ML Paper Publication Criteria: Do Weak Results Count?

A researcher heading to their first ML conference is worried their stock index forecasting paper won't cut it — the model has weak predictive power and stumbles on regime shifts. The r/MachineLearning community's verdict: that's probably fine, and maybe even the point.

What's happening

The work uses a random forest with SHAP explainability to forecast a stock index from macroeconomic variables. The researcher correctly handled non-stationarity, but the model's predictive lift is modest. More interestingly, SHAP analysis revealed the model fails on regime shifts — like oil flipping from asset to liability across different economic periods — because it never learned the inverted relationship. The researcher is questioning whether that's worth presenting at a local conference.

Why it matters

This is a recurring tension in applied ML research: the field structurally rewards benchmark-beating results, but interpretability work, negative findings, and honest diagnostics are genuinely underrepresented in the literature. A paper that clearly scopes its claims — "here's what this model reveals about market regimes, not a trading signal" — is a legitimate contribution. Local and workshop-tier venues in particular tend to reward intellectual honesty over inflated benchmarks.
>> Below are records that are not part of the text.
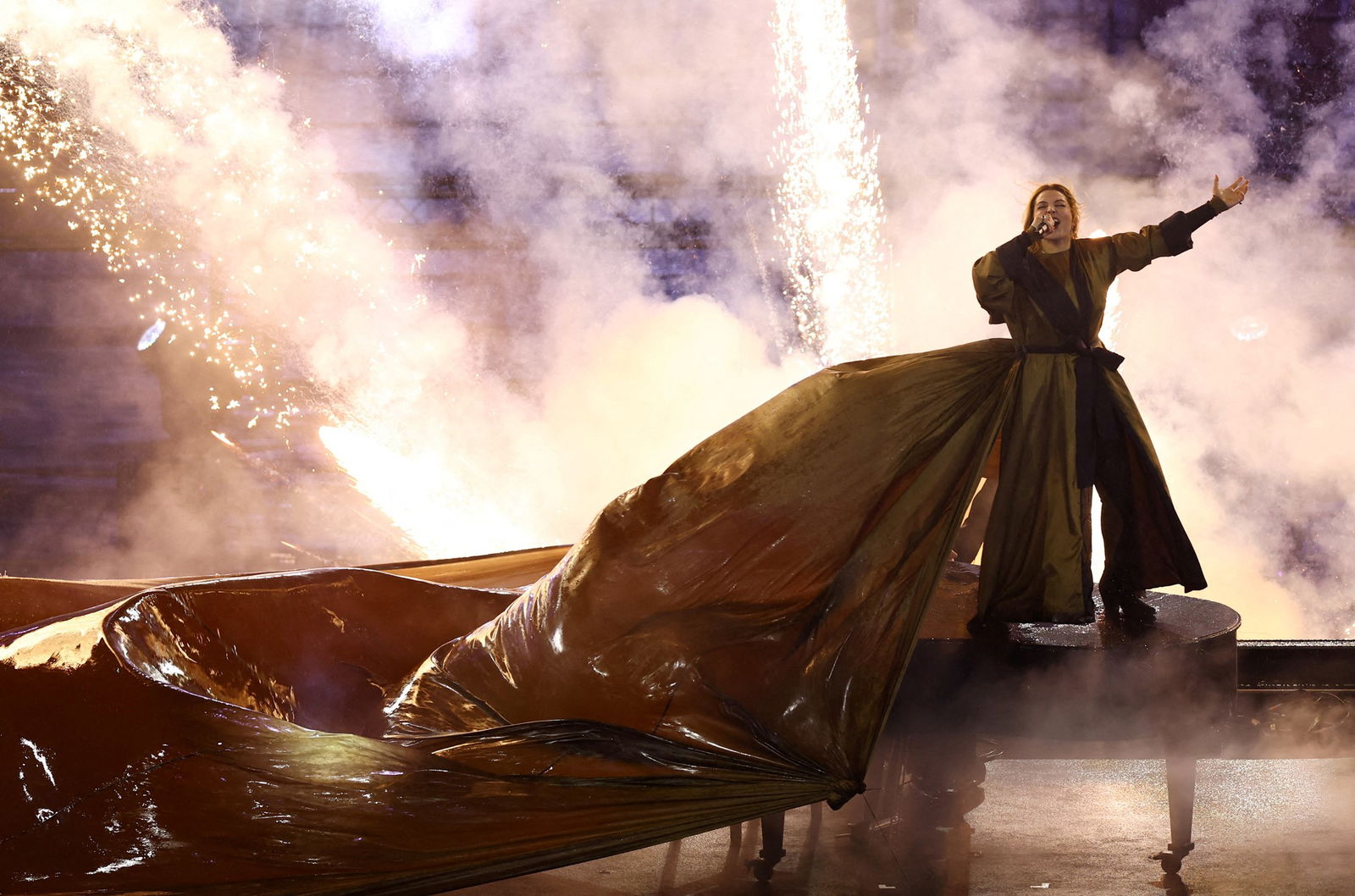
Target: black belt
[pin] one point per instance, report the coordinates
(1097, 413)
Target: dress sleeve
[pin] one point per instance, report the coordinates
(993, 286)
(1135, 251)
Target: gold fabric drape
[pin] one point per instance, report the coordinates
(724, 641)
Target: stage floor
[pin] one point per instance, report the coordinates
(1086, 827)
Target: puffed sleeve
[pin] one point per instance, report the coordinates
(993, 286)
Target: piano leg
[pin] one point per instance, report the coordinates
(1181, 805)
(772, 849)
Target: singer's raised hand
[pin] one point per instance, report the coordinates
(1233, 193)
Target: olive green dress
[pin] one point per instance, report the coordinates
(1072, 424)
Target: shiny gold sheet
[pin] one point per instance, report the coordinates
(724, 641)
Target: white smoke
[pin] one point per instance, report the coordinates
(557, 374)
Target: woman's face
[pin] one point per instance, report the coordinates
(1054, 203)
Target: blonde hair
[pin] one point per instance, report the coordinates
(1074, 205)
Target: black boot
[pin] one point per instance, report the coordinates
(1131, 605)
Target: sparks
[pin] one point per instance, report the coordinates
(830, 209)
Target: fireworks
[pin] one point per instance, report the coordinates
(101, 183)
(830, 210)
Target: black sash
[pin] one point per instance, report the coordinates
(1074, 323)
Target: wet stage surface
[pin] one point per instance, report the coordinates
(1087, 827)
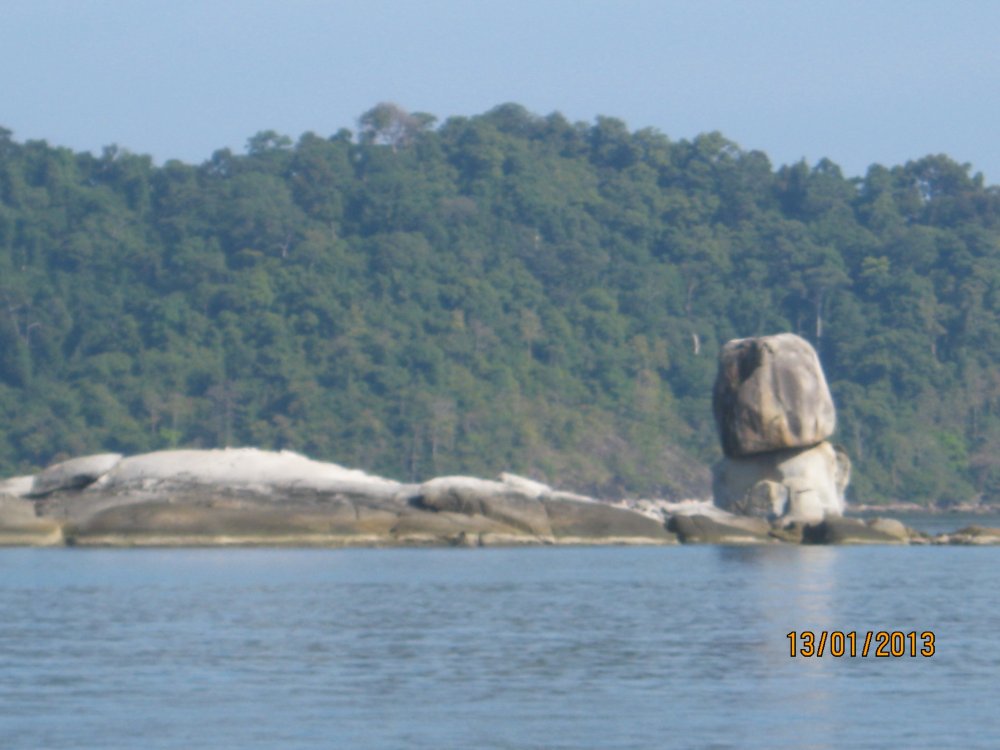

The SHAP regime-shift finding is actually the most interesting result here, and it points directly toward future work on temporally-aware or regime-conditional models.

What to watch

For early-career researchers, the lesson is that framing drives acceptance as much as raw results do. Reviewers at smaller venues are looking for clear problem definition, methodological rigor, and honest discussion of limitations — not state-of-the-art numbers. If the contribution is "we applied interpretability tools to a hard forecasting problem and found a specific, explainable failure mode," that's a defensible paper. Overselling it as a predictive breakthrough would be the actual mistake.